The Cambridge History of English and American Literature in 18 Volumes (1907–21).
Volume XIII. The Victorian Age, Part One.
§ 13. Victorian prosody
Between the prosodic practice of the later and larger part of the nineteenth century and that of the earlier, there is no such difference of principle as had prevailed between the earlier practice and the orthodox prosody of the eighteenth, so that, despite the number and importance of Victorian poets, we shall be able to treat them here more shortly than their teachers. But there are still three, not ill-marked, shades of division—the last of them as yet not clearly determinable but, possibly, of great importance—between the stages of this Victorian poetry itself; and there is at the opening, and not there only, a phenomenon which, though once more not at all surprising when duly considered, is certainly remarkable.
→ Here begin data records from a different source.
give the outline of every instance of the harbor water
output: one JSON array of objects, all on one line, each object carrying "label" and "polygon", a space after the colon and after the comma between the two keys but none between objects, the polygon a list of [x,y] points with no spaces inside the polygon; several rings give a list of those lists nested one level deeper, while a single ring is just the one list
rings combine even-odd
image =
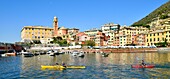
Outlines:
[{"label": "harbor water", "polygon": [[[133,64],[154,64],[155,68],[131,68]],[[42,70],[41,65],[83,65],[85,69]],[[71,54],[34,57],[0,57],[0,79],[150,79],[170,78],[170,53],[88,53],[85,57]]]}]

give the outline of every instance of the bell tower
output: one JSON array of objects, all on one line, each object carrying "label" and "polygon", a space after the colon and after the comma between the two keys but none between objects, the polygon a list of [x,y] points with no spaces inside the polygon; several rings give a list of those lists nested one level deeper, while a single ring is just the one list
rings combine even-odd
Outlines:
[{"label": "bell tower", "polygon": [[54,37],[58,36],[58,18],[54,16],[53,20],[53,30],[54,30]]}]

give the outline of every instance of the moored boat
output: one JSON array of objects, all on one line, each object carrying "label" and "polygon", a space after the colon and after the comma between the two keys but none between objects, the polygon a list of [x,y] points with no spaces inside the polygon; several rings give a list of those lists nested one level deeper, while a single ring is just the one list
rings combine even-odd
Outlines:
[{"label": "moored boat", "polygon": [[33,56],[34,56],[33,53],[25,53],[25,54],[24,54],[24,57],[33,57]]},{"label": "moored boat", "polygon": [[145,65],[145,66],[142,66],[142,65],[131,65],[132,68],[154,68],[155,65]]}]

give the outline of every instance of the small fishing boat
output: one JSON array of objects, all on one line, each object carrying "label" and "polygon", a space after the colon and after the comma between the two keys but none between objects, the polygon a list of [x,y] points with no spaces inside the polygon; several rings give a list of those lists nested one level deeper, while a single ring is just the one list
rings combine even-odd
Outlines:
[{"label": "small fishing boat", "polygon": [[102,53],[102,56],[103,56],[103,57],[108,57],[109,54],[107,54],[107,53]]},{"label": "small fishing boat", "polygon": [[34,54],[32,54],[32,53],[24,53],[24,57],[33,57],[34,56]]},{"label": "small fishing boat", "polygon": [[79,53],[78,56],[79,57],[84,57],[84,53]]},{"label": "small fishing boat", "polygon": [[155,65],[145,65],[145,66],[142,66],[142,65],[131,65],[132,68],[154,68]]}]

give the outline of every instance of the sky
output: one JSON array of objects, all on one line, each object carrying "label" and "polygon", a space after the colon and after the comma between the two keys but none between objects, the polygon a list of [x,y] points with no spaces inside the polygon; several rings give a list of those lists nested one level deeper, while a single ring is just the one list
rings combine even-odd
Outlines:
[{"label": "sky", "polygon": [[130,26],[169,0],[0,0],[0,42],[21,41],[24,26],[78,28],[106,23]]}]

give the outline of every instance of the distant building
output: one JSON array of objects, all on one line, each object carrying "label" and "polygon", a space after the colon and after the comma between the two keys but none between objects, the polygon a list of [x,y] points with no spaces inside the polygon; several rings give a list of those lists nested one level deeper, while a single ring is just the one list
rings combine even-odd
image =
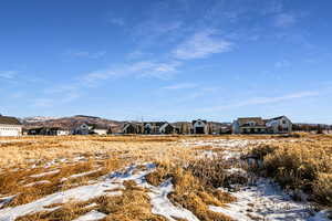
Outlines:
[{"label": "distant building", "polygon": [[143,129],[146,135],[149,134],[160,134],[160,127],[165,125],[167,122],[144,122]]},{"label": "distant building", "polygon": [[286,116],[267,119],[266,125],[268,133],[271,134],[283,134],[292,131],[292,122]]},{"label": "distant building", "polygon": [[75,127],[73,129],[73,134],[75,134],[75,135],[89,135],[90,129],[92,129],[92,126],[83,123],[83,124],[79,125],[77,127]]},{"label": "distant building", "polygon": [[266,134],[266,122],[261,117],[241,117],[232,123],[234,134]]},{"label": "distant building", "polygon": [[207,120],[197,119],[191,122],[193,134],[205,135],[208,134],[208,123]]},{"label": "distant building", "polygon": [[262,119],[261,117],[242,117],[232,123],[234,134],[282,134],[291,133],[292,123],[286,116]]},{"label": "distant building", "polygon": [[28,129],[28,135],[68,136],[71,130],[63,127],[35,127]]},{"label": "distant building", "polygon": [[165,135],[174,134],[175,128],[170,124],[165,123],[164,125],[160,126],[159,133]]},{"label": "distant building", "polygon": [[15,117],[0,115],[0,137],[22,136],[22,124]]},{"label": "distant building", "polygon": [[107,135],[110,128],[105,125],[83,123],[73,129],[75,135]]},{"label": "distant building", "polygon": [[103,125],[93,125],[90,134],[95,135],[107,135],[110,131],[110,127]]},{"label": "distant building", "polygon": [[143,134],[143,124],[125,123],[122,128],[123,134]]},{"label": "distant building", "polygon": [[123,134],[138,134],[136,125],[132,123],[126,123],[122,129]]}]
Moreover, the actual prosodists of the sixty years are an almost formidable multitude, belonging to various prosodic nations and speaking, as it were, different prosodic languages; so that we shall have to give them more room as we give the poets less. And the most logical order of arrangement will be to deal with the special phenomenon above referred to first; to take the theorists next and to end with the sweeter mouths of the poets themselves.
The point to start with is the fact that, though we can, it is believed, prove the general identity of method in the verse of 1798–1830, this was not by any means generally recognised, and the absence of recognition was, undoubtedly, at the root of the prosodic confusion of tongues which has succeeded. It has been mentioned, and cannot be mentioned too often, that Coleridge “could hardly scan” some of Tennyson’s verses; that he thought the younger poet “did not very well know what metre is,” and wished him “to write for two or three years in none but well known and correctly defined” measures. Now, at the present day, there is not the slightest difficulty, not merely in scanning Tennyson’s metres throughout, even in the unfinished forms in which Coleridge saw them in 1833, but in perceiving and proving that they proceed wholly on that very same principle of equivalence which accounts for The Ancient Mariner and Christabel. Fifteen years later, and half a dozen after the definitive exhibition of Tennyson’s genius and method in the 1842 volumes, a critic by no means despicable and far from generally hostile, William Smith, uttered a wail of agonised despair over the “Hollyhock” song—every principle and almost every line of which can be defended and paralleled from Shakespeare—as outlandish “ear-torturing” and altogether metrically indefensible and unintelligible. Bearing these things in mind, and bearing in mind, also, the strange paralogisms of Guest, rather less than midway between Smith and Coleridge, we shall not be unprepared to find that neither the return to the study of Elizabethan poetry, nor the great practice of the first romantic school, nor the strictly historical, though unfortunately misdirected, enquiries of Guest himself, saved the prosodists of Victorian times from all sorts of contradictory will-worships, of which the best thing that can usually be said is that one often exposes the faults of another.